A comunicação a que a Fugas assistiu serviu de prelúdio a um almoço volante oferecido no início de Junho a nada menos de 500 trabalhadores, recrutados para a campanha de colheita de uva deste ano. Na assistência havia gente de procedência tão diversa quanto a Ucrânia e a Tailândia, mas a maior parte eram alentejanos, que nesta herdade vão encontrando o sustento que, de resto, vai escasseandoem quase todo o país.

O discurso inusitadamente nacionalista e militante do comendador certifica-o como um genuíno optimista e uma segura excepção num país que se habituou a ver no espelho uma causa perdida. Dele são também as próximas palavras: "Temos a grande vantagem de a nossa fruta ser, regra geral, mais saborosa que a estrangeira. Temos é de fazer fruta de modo profissional sem manchas, sem grandes diferenças de calibre. Mas se formos profissionais o nosso produto é preferido, porque as propriedades organolépticas da nossa fruta são superlativas".

António Silvestre poderá ser um idealista, mas não é seguramente um lunático. A sua herdade é hoje constituída por duas parcelas que totalizam 230 hectares, dos quais devem este ano sair cinco mil toneladas de uva de mesa, 15 por cento dos quais para exportação.

Desses 230 hectares cerca de 100 são já dedicados ao cultivo de espécies de uva sem grainha (25 por cento para exportação), sector que está a crescer de tal modo que o produtor começar a hesitar no momento de decidir que novas vinhas plantar.

Uvas sem grainhas é que já não dirão muitos consumidores portugueses, que nunca ouviram e nem querem ouvir falar dessas modernices. Mas, se calhar, não é modernice nenhuma.


Uvas do papai

As uvas são uma história de família para António Silvestre. Já o avô as produzia na região de Torres Vedras. Depois, em 1965, o pai começou a plantar vinha na Herdade do Pinheiro, em Ferreira do Alentejo, até chegar a uns impressionantes 420 hectares.
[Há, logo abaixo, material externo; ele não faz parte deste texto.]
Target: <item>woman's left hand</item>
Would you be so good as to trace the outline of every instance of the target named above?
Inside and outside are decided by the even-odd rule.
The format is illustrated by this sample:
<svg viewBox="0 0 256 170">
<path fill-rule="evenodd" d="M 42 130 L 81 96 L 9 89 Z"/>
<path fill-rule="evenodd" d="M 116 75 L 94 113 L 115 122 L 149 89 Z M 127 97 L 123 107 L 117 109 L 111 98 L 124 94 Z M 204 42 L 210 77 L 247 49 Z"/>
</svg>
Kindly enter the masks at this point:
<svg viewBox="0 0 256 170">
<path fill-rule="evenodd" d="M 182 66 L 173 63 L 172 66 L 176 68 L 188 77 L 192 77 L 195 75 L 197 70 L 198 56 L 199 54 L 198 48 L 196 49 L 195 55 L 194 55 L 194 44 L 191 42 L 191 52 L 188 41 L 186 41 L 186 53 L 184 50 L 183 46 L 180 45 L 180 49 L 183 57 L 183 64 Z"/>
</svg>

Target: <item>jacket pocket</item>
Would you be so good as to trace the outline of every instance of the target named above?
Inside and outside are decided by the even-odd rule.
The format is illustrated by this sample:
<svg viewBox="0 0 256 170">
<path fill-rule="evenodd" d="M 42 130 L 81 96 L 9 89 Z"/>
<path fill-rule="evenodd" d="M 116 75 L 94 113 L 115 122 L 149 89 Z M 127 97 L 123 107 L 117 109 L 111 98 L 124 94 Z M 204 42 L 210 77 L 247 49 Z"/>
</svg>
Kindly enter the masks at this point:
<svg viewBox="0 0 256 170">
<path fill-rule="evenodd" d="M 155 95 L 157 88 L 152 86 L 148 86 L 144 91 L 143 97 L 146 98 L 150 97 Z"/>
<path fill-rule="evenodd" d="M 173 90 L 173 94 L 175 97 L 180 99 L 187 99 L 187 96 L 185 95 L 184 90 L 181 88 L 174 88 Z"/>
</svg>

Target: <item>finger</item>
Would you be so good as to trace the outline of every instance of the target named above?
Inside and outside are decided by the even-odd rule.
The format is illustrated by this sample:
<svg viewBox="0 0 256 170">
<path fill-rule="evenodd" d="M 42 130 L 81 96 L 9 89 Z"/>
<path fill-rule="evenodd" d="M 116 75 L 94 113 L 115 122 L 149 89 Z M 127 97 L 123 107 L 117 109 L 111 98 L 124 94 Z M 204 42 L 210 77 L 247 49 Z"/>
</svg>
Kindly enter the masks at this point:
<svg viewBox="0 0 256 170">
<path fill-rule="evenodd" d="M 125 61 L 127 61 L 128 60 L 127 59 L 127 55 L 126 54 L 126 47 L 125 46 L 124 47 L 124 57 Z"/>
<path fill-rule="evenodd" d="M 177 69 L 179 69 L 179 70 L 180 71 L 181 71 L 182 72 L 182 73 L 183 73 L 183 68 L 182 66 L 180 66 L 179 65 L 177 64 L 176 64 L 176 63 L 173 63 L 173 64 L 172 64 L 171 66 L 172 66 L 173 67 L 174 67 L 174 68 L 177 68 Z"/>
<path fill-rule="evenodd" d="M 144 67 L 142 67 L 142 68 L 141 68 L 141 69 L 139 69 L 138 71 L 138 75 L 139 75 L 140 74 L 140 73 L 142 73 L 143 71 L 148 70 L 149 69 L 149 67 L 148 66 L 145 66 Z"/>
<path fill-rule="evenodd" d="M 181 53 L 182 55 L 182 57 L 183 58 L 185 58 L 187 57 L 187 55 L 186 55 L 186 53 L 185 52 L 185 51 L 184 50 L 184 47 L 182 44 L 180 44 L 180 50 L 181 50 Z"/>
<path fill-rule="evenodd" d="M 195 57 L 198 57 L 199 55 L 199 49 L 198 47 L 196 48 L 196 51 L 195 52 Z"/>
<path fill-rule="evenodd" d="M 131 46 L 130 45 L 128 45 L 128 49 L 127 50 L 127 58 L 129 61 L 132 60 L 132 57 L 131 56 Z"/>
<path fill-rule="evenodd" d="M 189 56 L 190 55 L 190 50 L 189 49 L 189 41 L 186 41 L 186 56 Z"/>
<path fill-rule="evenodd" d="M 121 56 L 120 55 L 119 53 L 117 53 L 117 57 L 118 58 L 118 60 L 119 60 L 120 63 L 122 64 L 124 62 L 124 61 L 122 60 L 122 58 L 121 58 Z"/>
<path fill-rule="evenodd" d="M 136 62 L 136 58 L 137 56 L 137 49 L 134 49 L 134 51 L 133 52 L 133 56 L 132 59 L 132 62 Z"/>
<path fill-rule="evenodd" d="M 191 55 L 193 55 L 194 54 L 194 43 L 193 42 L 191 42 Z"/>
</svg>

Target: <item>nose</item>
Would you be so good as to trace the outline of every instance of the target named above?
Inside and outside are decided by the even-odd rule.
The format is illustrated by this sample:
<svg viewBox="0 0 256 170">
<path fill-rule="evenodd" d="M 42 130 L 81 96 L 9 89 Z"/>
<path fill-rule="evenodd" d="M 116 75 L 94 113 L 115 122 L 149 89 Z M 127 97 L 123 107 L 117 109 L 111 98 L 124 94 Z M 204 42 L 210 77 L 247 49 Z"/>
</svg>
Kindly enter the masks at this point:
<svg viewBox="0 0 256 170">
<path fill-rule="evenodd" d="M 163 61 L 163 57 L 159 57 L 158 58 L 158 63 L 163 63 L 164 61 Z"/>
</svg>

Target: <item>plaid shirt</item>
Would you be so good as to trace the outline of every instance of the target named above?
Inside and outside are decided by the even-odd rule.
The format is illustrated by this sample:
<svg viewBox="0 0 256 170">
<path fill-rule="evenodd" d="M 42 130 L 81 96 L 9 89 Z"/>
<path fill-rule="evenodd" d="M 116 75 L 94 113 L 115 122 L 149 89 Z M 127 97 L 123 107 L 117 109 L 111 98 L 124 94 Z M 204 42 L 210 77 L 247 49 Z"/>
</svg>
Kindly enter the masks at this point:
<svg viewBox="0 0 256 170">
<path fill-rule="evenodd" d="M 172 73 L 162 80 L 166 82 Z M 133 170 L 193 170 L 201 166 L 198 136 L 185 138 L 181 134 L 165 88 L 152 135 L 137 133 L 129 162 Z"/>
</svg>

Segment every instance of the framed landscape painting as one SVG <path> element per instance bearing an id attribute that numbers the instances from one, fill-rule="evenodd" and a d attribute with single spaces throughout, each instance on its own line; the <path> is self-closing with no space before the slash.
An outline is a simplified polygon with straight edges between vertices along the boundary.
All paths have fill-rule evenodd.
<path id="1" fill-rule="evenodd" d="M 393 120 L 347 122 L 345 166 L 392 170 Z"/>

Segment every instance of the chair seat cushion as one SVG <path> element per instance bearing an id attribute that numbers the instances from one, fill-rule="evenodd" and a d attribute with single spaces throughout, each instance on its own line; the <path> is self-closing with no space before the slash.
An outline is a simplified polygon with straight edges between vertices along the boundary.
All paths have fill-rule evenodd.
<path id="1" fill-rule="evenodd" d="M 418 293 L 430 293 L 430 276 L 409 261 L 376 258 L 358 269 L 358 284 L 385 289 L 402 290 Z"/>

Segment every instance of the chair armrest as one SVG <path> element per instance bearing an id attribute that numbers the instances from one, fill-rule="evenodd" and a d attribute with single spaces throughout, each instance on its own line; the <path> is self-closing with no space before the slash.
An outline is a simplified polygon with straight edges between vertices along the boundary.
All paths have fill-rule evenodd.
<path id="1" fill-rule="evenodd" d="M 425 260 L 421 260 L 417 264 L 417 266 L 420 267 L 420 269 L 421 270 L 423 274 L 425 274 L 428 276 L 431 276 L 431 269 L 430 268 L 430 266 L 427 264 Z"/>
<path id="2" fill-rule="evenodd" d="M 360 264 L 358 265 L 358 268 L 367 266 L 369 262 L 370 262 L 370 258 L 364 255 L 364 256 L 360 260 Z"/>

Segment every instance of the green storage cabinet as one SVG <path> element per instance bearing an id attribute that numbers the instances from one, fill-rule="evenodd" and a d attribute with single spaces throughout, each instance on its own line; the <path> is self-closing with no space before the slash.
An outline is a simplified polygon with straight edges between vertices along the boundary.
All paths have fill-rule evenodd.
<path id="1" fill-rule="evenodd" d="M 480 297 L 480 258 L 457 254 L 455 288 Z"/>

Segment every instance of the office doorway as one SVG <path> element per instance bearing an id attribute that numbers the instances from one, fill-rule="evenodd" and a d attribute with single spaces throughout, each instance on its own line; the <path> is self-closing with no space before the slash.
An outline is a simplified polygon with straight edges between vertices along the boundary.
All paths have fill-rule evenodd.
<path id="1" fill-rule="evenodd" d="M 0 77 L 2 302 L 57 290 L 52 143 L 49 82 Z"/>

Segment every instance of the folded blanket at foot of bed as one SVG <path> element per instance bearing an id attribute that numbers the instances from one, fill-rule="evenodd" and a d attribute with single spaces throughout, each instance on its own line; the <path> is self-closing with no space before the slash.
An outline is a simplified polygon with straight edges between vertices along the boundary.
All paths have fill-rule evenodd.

Pelo meio, em 1972, passou a exportar uva de mesa para Inglaterra, mas entretanto deu-se o 25 de Abril e as histórias do costume. 

Em 1978, António Silvestre viu-se na contingência de emigrar para o Brasil, vindo a leccionar zootecnia na Universidade Estadual de Maringá, estado de Paraná. O pai morreu em 2000 e foi aí que ele regressou a Portugal para herdar uma das três parcelas da herança: cerca de cem hectares de vinha de mesa, a que deu o nome de Vale da Rosa, tal como a horta que já existia na Herdade do Vale da Rosa O pai já tinha resolvido substituir o tradicional sistema de condução de vinha emespaldeira por vinhas em pérgula, um sistema que hoje se encontra generalizado no Vale da Rosa.